The risk of deterioration during transfer varies widely depending on, for example, the patient’s clinical status, the availability of trained personnel and the distance to the MRI scanner [8, 9]. Depending on this estimated risk a clinician may tolerate different levels of sensitivity for protein biomarkers. We identified NSE as the most promising biomarker in patients at lower risk of transfer-related complications and GFAP as the most promising biomarker when transfer-related adverse events are likely. In both scenarios, protein biomarkers were not only affordable but cost-saving.

We found GFAP, NSE, UCH-L1 outperformed axonal markers (NFL and Tau) for the detection of axonal injury. Sampling within 24 h may have discriminated against the slower to peak NFL. Protein biomarker concentrations have previously been found using CT to reflect the total burden of injury irrespective of lesion type or location [18]. The complex pathophysiology after TBI including traumatic vascular injury, blood brain barrier disruption and a host inflammatory response means biomarker elevations may not only result from axonal injury.

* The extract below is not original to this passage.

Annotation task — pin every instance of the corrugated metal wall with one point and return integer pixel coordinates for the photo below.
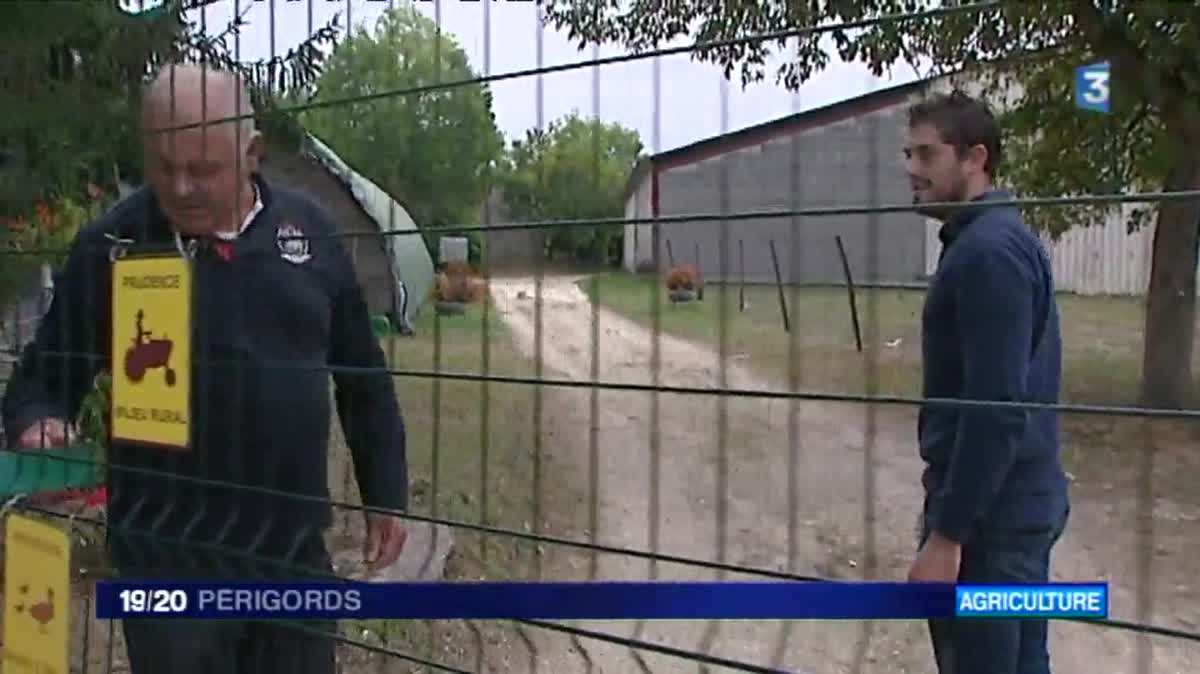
(1089, 260)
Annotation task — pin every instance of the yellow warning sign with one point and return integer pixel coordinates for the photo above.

We considered whether the poor relationship between biomarkers and MRI in the unrecorded sub-cohort might be due to a lower severity of brain stem injury in these emergently intubated patients, which however was not the case. Despite additional exploration of the data, we were unable to find a satisfactory explanation. Possible confounds that we are unable to test for in our data include high volume transfusions which may have diluted biomarker levels; second insults not reflected in admission biomarker levels; or a Type II error due to relatively small sample sizes in subgroups, which may be addressed in a larger study.

Limitations

The sample size of 65, while large for a prospective study of early MRI after moderate-to-severe TBI, requires external validation in larger cohorts. This would also enable more refined analysis of the influence of lesion location and type. Furthermore, Quanterix assay kits are currently only available for research purposes. However, an alternative platform is already licensed for GFAP and UCH-L1 and more are likely to be approved in the future [19]. Our time window for MRI ranged from 0 to 30 days. As imaging features change during this timeframe, future studies should aim for a more uniform imaging timepoint [4, 20]. Our findings should therefore not be interpreted as a call to change clinical practice, but as an encouragement to repeat this study in a larger cohort.

Conclusion

Serum protein biomarkers show promise as a triage tool for MRI in TBI patients where the CT does not fully explain a low GCS, but not in patients with an unrecorded GCS. Findings require validation in a larger cohort.